This week, the argument – intense, divisive and sometimes acrimonious – will reach a crucial juncture in the States Chamber, where Members will have a golden opportunity to demonstrate that they truly care about Jersey’s long-term wellbeing and its special character.

They can do so by voting emphatically in favour of the Council of Ministers’ proposition to use public money to help the National Trust for Jersey buy 26 vergees of coastal land at Plémont and so prevent it being permanently spoiled by a planned housing development.

Chief Minister Ian Gorst and the proposal’s lead advocate, Senator Sir Philip Bailhache, will face strong opposition from Members understandably concerned over the sums of taxpayers’ money which might be required to secure the deal with multi-millionaire landowner Trevor Hemmings.

However, in arguing, as they surely will, that public spending on non-essential items should be shunned in the midst of a recession, those opponents will be missing the crucial point of the argument, which is that nothing can be considered much more essential than the preservation for future generations of the Island’s remaining coast and countryside.

Besides, although the cost likely to be involved is significant, it is far from prohibitive, even at the most liberal estimate of the land’s commercial value.
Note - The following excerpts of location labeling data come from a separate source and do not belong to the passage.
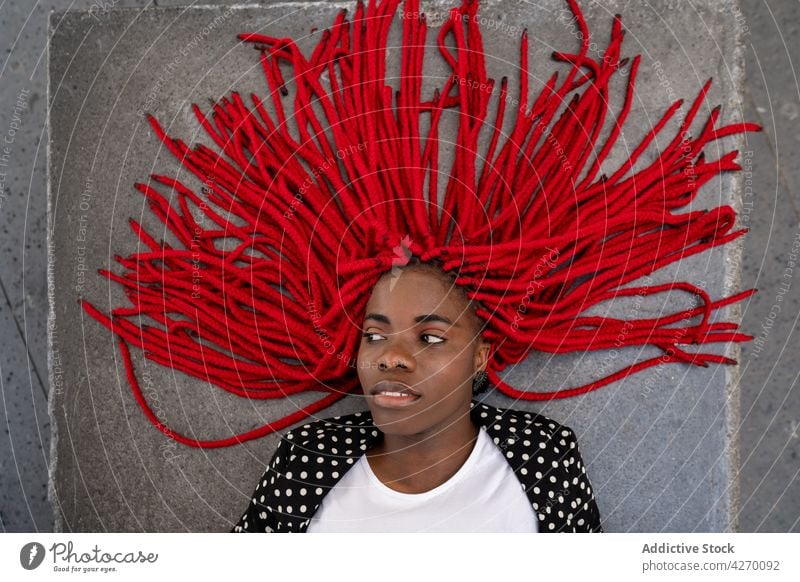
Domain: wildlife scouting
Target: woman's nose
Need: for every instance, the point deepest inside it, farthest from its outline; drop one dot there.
(396, 357)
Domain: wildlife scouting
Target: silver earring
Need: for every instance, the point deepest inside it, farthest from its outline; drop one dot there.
(480, 382)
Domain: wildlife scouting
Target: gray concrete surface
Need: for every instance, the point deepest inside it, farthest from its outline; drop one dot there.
(661, 462)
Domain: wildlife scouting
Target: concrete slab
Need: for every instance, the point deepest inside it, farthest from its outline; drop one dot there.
(658, 447)
(770, 412)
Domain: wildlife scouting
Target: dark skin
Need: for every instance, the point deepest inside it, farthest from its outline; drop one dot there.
(425, 443)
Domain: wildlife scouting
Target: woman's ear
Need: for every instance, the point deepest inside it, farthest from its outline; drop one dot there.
(482, 354)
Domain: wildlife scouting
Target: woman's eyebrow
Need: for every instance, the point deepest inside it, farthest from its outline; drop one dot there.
(418, 319)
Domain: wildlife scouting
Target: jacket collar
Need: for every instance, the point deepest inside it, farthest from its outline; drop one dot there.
(348, 437)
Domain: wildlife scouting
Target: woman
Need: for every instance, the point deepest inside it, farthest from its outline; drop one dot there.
(425, 457)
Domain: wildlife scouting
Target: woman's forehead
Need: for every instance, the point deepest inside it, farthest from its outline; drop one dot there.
(418, 291)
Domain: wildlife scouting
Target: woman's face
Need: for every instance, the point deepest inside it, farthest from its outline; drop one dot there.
(420, 333)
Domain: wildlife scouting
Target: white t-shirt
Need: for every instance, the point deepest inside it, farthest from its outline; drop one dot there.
(484, 495)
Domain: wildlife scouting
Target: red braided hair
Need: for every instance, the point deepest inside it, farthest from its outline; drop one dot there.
(311, 245)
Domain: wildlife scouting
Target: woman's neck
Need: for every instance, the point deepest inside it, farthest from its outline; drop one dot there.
(420, 462)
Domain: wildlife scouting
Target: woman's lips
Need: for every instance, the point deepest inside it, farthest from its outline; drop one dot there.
(389, 394)
(394, 399)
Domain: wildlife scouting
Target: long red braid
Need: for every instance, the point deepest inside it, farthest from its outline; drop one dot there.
(524, 218)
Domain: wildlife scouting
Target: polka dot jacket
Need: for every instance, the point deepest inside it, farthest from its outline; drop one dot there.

The amount required to be added to the National Trust’s own impressive fundraising total is a tiny fraction of overall public spending and, importantly, it would be a one-off cost, not a recurring one.

In return, the public would acquire in perpetuity an asset beyond price in an Island where natural open space and the stress-reducing sense of pride, contentment and renewal it can provide is at an ever higher premium.

That is why, faced with an intransigent developer who seems to believe that building a cluster of luxury houses in a place where development would not be contemplated for a second were it not for a historical planning anomaly will somehow improve on nature, the Council of Ministers’ failsafe clause of compulsory purchase if necessary is, for once, fully justified.

That is why the States this week should demonstrate vision and boldness by seizing the kind of opportunity which comes along only once in several generations.

And that is why, even at whatever price is ultimately deemed fair to Mr Hemmings, the purchase of Plémont will represent the biggest and best bargain to be struck by the keepers of Jersey’s public purse for many decades past or to come.